We also compared our method with the PC-KOCWIN estimation method of Meylan et al. [6]. For this, we used a list of 430 estimated log KOC values from PC-KOCWIN, which have been made available for this study by Meylan (Syracuse Research Corporation, NY, USA). On all 430 compounds, the RMS of PC-KOCWIN is 0.48. On a subset of 368 compounds, which we could merge with the structures of our data set, we found RMS deviation of 0.49, whereas COSMO-KOC gave a RMS error of 0.62 on this set. It is remarkable that almost no error correlation (r2 = 0.04) is found between these two methods. For some compounds for which COSMO-KOC and KOW-KOC consistently find a large deviation from the experimental results, PC-KOCWIN finds almost zero error. Others for which COSMO-KOC and KOW-KOC are in reasonable agreement with experiment are large outliers in PC-KOCWIN. This behavior probably arises from the bias in the development of PC-KOCWIN. Polar fragment corrections have been defined only as necessary by the apparent necessity (i.e., based on the deviations to experiment).
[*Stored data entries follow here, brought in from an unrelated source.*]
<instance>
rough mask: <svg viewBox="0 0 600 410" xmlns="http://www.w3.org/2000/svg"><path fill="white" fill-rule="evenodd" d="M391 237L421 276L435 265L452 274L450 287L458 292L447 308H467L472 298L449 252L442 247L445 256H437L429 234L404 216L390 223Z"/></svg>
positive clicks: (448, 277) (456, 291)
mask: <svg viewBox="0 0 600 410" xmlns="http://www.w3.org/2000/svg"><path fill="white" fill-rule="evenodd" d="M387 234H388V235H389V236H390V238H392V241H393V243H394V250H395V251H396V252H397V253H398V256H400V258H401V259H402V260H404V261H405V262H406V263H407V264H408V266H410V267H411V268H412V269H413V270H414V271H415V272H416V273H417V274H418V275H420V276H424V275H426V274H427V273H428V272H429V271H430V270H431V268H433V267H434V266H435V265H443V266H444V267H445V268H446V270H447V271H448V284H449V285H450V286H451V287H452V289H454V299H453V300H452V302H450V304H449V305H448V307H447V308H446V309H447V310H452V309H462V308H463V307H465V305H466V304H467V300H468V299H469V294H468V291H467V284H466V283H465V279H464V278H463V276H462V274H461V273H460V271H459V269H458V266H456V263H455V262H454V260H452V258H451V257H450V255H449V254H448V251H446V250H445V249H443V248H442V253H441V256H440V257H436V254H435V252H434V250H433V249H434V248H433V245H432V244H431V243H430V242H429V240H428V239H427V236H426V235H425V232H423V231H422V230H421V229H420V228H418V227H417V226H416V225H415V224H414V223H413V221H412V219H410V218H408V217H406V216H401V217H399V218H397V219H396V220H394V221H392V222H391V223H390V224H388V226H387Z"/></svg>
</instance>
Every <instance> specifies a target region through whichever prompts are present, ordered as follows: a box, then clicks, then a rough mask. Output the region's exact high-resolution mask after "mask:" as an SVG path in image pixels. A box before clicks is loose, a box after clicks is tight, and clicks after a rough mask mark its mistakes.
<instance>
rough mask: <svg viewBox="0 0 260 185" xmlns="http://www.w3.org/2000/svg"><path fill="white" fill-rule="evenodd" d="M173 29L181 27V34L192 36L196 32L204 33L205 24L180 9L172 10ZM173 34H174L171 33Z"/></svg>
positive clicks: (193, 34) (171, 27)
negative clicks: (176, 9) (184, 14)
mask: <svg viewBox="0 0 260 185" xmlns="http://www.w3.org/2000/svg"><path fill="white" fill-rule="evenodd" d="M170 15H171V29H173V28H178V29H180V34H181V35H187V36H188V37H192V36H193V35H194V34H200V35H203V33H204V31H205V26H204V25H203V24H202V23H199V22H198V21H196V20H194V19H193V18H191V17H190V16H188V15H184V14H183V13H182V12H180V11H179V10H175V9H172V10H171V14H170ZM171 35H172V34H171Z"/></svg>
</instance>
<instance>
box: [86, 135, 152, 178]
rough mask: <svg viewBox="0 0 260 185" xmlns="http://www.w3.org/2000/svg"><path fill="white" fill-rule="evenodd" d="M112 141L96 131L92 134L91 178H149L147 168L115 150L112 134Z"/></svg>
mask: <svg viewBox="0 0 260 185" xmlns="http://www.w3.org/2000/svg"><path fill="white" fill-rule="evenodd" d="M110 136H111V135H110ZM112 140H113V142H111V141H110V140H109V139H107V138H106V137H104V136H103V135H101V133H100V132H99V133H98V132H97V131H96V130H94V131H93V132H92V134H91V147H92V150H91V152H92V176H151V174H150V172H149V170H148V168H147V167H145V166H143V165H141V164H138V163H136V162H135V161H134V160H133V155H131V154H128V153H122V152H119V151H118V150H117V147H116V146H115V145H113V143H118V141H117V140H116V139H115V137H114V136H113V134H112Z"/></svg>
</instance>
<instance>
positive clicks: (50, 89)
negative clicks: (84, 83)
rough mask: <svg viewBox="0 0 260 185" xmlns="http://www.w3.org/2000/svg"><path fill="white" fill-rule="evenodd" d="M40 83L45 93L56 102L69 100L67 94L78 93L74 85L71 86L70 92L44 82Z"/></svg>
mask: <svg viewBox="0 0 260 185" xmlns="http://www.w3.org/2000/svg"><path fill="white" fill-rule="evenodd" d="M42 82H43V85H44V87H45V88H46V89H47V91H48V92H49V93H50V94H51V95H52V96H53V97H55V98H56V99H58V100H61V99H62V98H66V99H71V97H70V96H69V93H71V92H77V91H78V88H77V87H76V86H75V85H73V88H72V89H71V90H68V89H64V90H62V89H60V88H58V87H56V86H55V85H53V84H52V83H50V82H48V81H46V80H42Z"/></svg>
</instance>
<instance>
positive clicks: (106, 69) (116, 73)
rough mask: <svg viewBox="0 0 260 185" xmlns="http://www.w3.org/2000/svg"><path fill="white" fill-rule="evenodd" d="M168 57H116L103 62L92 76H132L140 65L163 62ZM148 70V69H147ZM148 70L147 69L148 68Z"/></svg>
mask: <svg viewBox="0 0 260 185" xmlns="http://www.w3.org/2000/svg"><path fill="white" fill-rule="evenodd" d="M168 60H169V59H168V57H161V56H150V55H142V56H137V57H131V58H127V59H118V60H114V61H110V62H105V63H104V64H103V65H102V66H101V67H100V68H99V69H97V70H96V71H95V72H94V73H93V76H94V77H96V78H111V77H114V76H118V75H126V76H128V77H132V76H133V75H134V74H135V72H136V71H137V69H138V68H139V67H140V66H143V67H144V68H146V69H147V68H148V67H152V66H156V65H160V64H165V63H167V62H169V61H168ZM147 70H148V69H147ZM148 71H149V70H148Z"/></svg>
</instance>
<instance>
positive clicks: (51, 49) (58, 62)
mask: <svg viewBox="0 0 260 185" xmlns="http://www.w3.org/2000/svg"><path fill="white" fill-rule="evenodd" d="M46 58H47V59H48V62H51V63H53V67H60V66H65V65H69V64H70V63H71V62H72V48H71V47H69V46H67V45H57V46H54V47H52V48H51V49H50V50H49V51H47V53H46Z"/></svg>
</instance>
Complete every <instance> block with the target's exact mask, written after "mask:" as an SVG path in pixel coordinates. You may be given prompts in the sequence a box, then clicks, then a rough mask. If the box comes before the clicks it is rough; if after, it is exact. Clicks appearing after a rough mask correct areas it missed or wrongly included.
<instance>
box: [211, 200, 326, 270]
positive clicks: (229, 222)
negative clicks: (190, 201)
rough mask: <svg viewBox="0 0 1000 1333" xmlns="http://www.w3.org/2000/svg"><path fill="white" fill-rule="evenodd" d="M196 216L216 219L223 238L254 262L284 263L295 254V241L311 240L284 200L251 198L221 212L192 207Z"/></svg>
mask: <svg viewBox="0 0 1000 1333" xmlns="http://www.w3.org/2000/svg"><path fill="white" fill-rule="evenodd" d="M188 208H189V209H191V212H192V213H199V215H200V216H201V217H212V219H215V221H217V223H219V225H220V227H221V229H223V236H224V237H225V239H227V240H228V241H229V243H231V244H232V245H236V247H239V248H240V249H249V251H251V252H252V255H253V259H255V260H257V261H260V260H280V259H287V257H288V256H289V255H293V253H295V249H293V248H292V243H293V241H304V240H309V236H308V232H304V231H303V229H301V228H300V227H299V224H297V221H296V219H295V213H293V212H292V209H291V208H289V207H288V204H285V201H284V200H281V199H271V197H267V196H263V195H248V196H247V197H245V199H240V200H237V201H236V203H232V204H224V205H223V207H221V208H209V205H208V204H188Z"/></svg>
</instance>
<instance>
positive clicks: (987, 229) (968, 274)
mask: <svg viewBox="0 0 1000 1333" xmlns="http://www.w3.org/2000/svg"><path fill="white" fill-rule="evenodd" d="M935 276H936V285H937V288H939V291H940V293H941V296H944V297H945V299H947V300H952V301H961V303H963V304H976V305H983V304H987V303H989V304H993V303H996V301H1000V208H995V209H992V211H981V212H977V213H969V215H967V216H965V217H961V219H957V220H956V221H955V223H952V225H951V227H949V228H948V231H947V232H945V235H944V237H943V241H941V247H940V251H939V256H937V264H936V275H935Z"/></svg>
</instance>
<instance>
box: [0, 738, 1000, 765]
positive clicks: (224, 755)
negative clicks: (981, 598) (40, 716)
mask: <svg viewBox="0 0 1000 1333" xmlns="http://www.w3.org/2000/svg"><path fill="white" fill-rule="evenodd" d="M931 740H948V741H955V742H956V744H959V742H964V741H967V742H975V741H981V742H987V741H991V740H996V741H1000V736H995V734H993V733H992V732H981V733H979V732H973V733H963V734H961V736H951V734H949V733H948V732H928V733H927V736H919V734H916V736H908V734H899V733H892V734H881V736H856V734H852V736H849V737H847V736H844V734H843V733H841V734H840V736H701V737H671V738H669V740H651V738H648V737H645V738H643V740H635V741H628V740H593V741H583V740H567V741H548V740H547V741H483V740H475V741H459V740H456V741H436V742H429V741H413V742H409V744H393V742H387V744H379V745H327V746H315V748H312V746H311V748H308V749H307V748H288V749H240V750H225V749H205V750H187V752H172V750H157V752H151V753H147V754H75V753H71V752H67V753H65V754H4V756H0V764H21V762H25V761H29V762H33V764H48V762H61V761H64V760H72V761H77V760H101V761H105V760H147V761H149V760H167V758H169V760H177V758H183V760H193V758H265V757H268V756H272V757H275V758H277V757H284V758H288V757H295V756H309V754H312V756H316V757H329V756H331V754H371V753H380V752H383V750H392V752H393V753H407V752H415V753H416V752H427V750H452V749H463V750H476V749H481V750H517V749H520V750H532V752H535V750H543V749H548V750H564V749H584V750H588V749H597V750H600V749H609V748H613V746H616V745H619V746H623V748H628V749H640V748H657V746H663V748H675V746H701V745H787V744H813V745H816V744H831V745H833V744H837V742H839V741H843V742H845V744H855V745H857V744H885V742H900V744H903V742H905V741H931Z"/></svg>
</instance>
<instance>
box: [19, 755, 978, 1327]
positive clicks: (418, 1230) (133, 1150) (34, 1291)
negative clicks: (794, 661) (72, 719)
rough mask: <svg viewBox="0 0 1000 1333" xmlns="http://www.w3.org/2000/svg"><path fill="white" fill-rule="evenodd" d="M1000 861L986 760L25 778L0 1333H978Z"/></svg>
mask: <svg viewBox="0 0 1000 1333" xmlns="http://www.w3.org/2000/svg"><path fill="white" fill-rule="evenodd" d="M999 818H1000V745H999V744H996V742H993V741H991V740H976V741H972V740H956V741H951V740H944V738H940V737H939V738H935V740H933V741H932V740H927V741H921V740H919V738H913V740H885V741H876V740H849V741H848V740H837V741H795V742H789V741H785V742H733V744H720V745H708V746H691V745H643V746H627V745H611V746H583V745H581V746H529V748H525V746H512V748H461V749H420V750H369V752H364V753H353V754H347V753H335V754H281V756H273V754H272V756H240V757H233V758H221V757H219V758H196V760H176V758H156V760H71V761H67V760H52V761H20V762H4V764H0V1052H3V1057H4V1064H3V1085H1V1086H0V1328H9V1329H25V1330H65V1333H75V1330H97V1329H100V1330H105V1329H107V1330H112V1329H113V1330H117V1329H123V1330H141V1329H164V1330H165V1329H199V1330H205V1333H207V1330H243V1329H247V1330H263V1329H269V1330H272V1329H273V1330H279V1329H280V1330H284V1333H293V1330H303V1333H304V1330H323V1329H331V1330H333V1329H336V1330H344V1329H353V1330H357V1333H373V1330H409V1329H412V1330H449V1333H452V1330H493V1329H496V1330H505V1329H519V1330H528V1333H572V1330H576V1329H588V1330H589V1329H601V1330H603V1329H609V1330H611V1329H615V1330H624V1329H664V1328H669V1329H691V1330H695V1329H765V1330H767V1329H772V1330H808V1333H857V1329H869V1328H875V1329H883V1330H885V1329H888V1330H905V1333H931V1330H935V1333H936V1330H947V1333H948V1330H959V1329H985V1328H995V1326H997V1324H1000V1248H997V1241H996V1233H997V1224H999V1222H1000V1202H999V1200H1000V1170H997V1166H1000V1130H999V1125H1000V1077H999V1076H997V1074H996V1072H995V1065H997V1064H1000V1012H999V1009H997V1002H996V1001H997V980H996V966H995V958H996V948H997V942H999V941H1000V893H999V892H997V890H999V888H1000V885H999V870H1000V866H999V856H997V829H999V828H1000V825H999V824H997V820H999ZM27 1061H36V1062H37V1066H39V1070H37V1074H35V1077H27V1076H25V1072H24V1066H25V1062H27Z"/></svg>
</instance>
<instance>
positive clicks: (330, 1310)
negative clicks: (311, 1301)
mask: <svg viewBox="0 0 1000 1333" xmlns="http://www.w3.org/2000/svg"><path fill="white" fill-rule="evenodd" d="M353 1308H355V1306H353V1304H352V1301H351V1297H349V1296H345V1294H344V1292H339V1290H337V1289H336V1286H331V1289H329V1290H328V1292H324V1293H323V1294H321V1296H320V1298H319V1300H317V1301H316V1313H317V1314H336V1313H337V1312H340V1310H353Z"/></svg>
This procedure carries the danger that some experimental error has been fitted into polar group corrections and that, for other compounds, necessary corrections are missing. Because KOW-KOC and COSMO-KOC have no group-specific contributions, they are not subject to such bias.
CONCLUSIONS
The COSMO-KOC is a new and almost generally applicable method for the a priori prediction of soil sorption coefficients. It is based on σ moments as molecular descriptors, which are derived from quantum chemical density functional calculations combined with the continuum solvation model COSMO. The underlying s-moment approach is theoretically well justified and has been successfully validated for other partition coefficients. The RMS of COSMO-KOC from experimental data is approximately 0.65 log-units. Hence, it is approximately as accurate as prediction methods based on experimental values of log KOW. A large portion of the deviations likely arises from experimental error.
Acknowledgements
We are grateful to Chris Cramer for sending us the 440 chemical structures considered in their work in electronic format and to Bill Meylan for sending us a table of estimated log KOC values.